The writing of this piece began before hearing Sunday’s (twenty-sixth Sunday of Ordinary Time) readings. I’d love to say I read ahead and reflect on the readings, but alas I don’t, but it’s all good, it’s like a little surprise, just like the homily. While surprised by the readings there’s a gratitude for what I’d been thinking about posting: jealousy. Usually there’s something going on in the quilting world that leads me to the writing, this week, eh, not quite sure. In hearing the readings though it confirmed that writing on jealousy, coveting our neighbors _________________________ made great sense.
I love how both Moses and Jesus clearly and firmly with great love, and Trust in God’s gift giving corrected Joshua and John. God gives gifts to whom He wills and it is theirs to accept or reject. In speaking of vocation with someone the other day I shared that I really, firmly believe that quilting, teaching quilting, is my vocation. It is not for everyone, and each teacher brings to the quilting world something that they are uniquely called to and I’m still discovering what this really looks like. Just like any other vocation it may begin with step one, in this case learning how to quilt and teach, and become something wildly different than what we envision at first.
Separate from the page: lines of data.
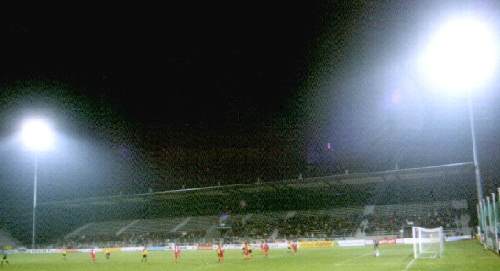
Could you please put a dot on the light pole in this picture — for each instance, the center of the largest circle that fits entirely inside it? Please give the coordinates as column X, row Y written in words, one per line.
column 477, row 171
column 37, row 137
column 460, row 59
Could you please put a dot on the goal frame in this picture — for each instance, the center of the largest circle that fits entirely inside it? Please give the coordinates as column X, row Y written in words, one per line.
column 418, row 241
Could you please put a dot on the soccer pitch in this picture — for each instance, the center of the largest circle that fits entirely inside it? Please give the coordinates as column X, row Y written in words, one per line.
column 464, row 255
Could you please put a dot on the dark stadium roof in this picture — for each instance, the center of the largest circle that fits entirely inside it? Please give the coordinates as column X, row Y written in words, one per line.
column 348, row 178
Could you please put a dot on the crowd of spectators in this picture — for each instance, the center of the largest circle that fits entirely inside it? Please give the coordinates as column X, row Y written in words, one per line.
column 291, row 225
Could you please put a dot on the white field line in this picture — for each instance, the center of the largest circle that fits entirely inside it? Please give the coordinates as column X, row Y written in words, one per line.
column 351, row 259
column 409, row 264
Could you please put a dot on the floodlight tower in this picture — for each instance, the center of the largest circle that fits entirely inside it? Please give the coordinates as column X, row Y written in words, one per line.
column 37, row 136
column 460, row 59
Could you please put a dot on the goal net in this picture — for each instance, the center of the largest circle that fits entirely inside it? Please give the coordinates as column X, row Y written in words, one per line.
column 428, row 243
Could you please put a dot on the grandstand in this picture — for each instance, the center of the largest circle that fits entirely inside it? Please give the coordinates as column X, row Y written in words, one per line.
column 339, row 206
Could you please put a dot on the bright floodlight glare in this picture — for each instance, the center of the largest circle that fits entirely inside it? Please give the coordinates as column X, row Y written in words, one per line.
column 37, row 135
column 461, row 56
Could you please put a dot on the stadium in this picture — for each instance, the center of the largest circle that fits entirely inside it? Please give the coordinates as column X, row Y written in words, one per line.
column 319, row 135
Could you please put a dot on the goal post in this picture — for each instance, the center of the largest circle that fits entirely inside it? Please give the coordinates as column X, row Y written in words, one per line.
column 427, row 243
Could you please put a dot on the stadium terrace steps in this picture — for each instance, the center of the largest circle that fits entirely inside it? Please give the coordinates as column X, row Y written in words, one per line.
column 180, row 225
column 343, row 221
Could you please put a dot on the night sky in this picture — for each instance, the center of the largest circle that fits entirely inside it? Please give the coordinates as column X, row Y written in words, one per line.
column 165, row 97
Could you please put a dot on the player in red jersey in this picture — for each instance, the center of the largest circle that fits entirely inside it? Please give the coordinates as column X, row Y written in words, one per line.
column 247, row 251
column 92, row 254
column 294, row 247
column 177, row 253
column 220, row 253
column 265, row 248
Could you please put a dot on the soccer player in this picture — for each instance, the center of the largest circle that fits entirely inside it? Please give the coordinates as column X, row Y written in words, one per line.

Giving up jealousy/envy of other quilters apparent success and skills a few years ago, and, as a direct result, changing how I comment on their work was one of the best things ever. It freed me to pursue my own work, in the time it’s going to take, and enjoy the process, the journey. While I gave this up there are still twinges, pangs, and longings that happen it is in these moments that I sit down with myself to have a bit of a conversation, reminding my self that I have no idea how this person struggled to enjoy this quilterly moment. I have no idea of their longings, what they would like to do, how they would like things to happen in their quilt world.
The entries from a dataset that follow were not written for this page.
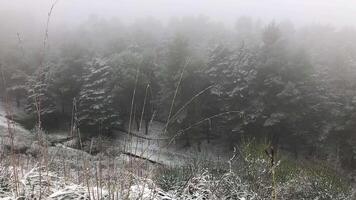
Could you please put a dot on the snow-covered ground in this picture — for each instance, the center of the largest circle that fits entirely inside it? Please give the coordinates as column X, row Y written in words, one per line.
column 22, row 138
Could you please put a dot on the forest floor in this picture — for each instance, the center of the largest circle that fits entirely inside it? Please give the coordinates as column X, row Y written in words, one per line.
column 141, row 166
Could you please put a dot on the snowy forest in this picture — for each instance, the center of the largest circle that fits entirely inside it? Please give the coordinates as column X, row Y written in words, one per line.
column 187, row 108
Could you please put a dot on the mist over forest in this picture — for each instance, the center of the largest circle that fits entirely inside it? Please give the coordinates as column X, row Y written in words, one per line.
column 178, row 99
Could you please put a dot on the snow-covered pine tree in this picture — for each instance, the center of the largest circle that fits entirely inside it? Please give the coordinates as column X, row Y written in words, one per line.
column 39, row 97
column 95, row 110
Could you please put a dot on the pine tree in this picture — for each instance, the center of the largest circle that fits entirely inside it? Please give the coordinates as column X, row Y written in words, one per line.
column 95, row 108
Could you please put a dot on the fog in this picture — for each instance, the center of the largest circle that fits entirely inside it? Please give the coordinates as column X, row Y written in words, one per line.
column 339, row 13
column 251, row 99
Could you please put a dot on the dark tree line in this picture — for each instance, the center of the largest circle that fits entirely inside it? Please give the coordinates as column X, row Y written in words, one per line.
column 295, row 87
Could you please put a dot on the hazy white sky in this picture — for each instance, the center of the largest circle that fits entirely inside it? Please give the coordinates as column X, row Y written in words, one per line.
column 338, row 12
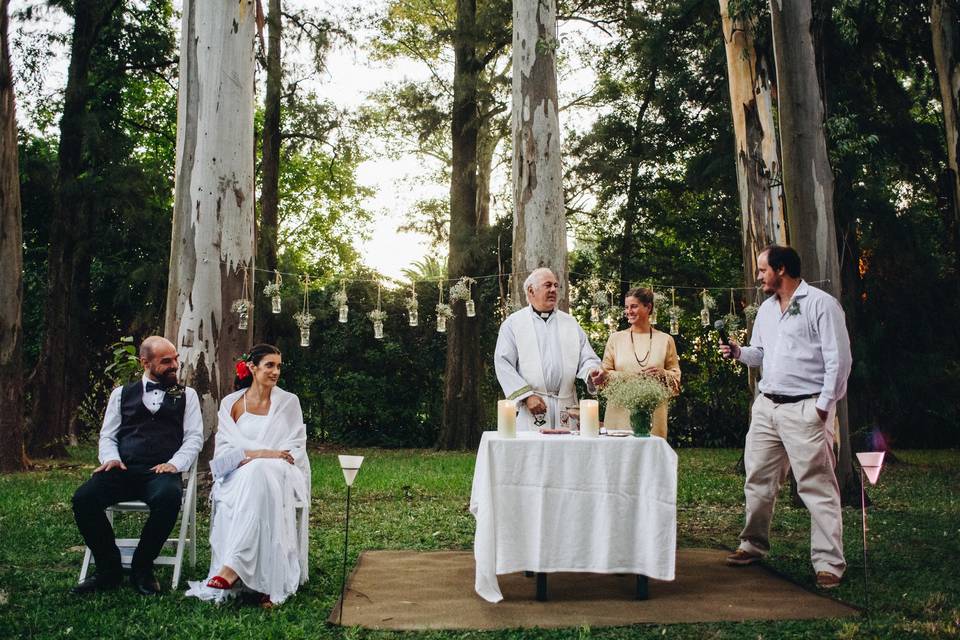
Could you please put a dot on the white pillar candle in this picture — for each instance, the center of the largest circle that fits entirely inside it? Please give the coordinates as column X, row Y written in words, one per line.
column 589, row 418
column 507, row 418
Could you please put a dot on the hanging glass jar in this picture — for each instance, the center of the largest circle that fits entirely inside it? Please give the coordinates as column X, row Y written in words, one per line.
column 708, row 303
column 377, row 316
column 272, row 291
column 340, row 300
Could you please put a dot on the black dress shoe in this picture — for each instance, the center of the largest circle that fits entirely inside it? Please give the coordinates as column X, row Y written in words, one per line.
column 145, row 583
column 96, row 582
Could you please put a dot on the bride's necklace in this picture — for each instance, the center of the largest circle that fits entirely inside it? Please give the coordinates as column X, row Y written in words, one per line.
column 642, row 361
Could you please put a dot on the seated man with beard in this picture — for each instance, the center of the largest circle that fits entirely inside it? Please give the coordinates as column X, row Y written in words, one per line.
column 152, row 431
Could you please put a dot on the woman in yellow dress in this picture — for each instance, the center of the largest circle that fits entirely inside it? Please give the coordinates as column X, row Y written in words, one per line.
column 641, row 350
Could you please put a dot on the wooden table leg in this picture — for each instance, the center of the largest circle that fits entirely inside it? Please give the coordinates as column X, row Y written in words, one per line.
column 643, row 590
column 541, row 587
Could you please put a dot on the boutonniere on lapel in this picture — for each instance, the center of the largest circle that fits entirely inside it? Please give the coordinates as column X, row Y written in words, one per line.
column 175, row 392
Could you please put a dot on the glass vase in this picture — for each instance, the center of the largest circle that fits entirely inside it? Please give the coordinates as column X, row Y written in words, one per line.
column 640, row 422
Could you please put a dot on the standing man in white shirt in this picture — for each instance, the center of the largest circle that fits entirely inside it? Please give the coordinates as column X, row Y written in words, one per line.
column 540, row 353
column 152, row 431
column 800, row 341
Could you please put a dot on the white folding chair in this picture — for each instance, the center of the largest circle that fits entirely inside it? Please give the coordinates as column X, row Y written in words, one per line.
column 186, row 538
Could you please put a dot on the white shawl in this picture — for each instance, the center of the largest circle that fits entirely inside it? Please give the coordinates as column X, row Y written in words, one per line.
column 285, row 431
While reflecting on this giving up of jealousy I was struck by the whole notion of swimming in my own lane and minding my own business, doing my own work. Okay that’s good. However, it’s not exactly the truth-filled notion. The truth is more like we’re at a family reunion with everyone showing up, and I do mean every one. The ones we struggle with, the ones that are easy to love, the ones who have messy hair, the ones who forgot to brush their teeth that morning, the ones who wear clothing that we find most distasteful (shocking), the ones who wear our patience with the ease of a hot knife through butter, the ones who seem to have it all together but are really a hot mess, the ones who we connect with on a deeply profound level in a few short moments, the ones who ___________________. In some way or another we connect with each person. In some way we connect. It might be that the person adds to our over all well-being supporting, encouraging us to greater things. It might be that this person shows us great examples of what not to say/do. It might be that the person sees that chip on our shoulders and knocks it off efficiently in ten words or less. It might be this person exemplifies love and grace in a way that speaks deeply to our very core.
In other words I don’t think we have lanes to swim in. Life isn’t quite as neat and tidy as all that. If it were, then finding our life’s work, being content in that work, and growing in that work would be free from the outside influences of others.
We are influenced by those we meet.
In a moment of grace I was given some spiritual insight that showed me something I’d missed out on, gave up, quit because it was hard and I wasn’t ready for the kind of vulnerability that sticking with it would require. In that moment there were some pangs of longing, something jealous. And the reminder that I gave up jealousy for Lent and have chosen to stick with it. Thank you God for that glimpse.
Now and again there are other moments that cause the reminder that I have up jealousy for Lent. In those moments the reminder that I don’t know how they got to this moment sets aside that jealousy, allows me to offer a moment of gratitude for what I see. And realize that our social media is often carefully curated. While I’ve shared some of my struggle, particularly of this last winter, my social media presence would not have necessarily indicated that. It was intentional, not to withhold the truth but because not everyone needs to know every detail of my life. And there may be others involved that I’m intentionally not speaking of.
While this letting go began in my quilting world extending out is very freeing. Just like the immediate “what about me” moment glimpsed that moment of grace. It was, in fact a moment of pride and jealousy. That by giving up jealousy in one area of life I can now see it now in others is a moment of grace. I’m appreciating the gift of God for this person, and the beauty of having them in my life.
I’m also thinking how we could radically change the world of quilt making through the grace of appreciating the work of others, the hard work that they put into getting to what they are doing when we meet them. And let’s not presume that they are making loads of money either. Making good money is really challenging in any creative endeavor. And this perception of making bank adds to the jealousy and inquiries for us to give-away our work. Some give away our work for us by taking it without permission.
In midst of writing someone shared this link with me to live-streamed Adoration. I’m not going to be able to get to Mass this week as I have some family things I’m doing so this and the daily readings will be my make-do.
May your week be as beautifully creative as you are.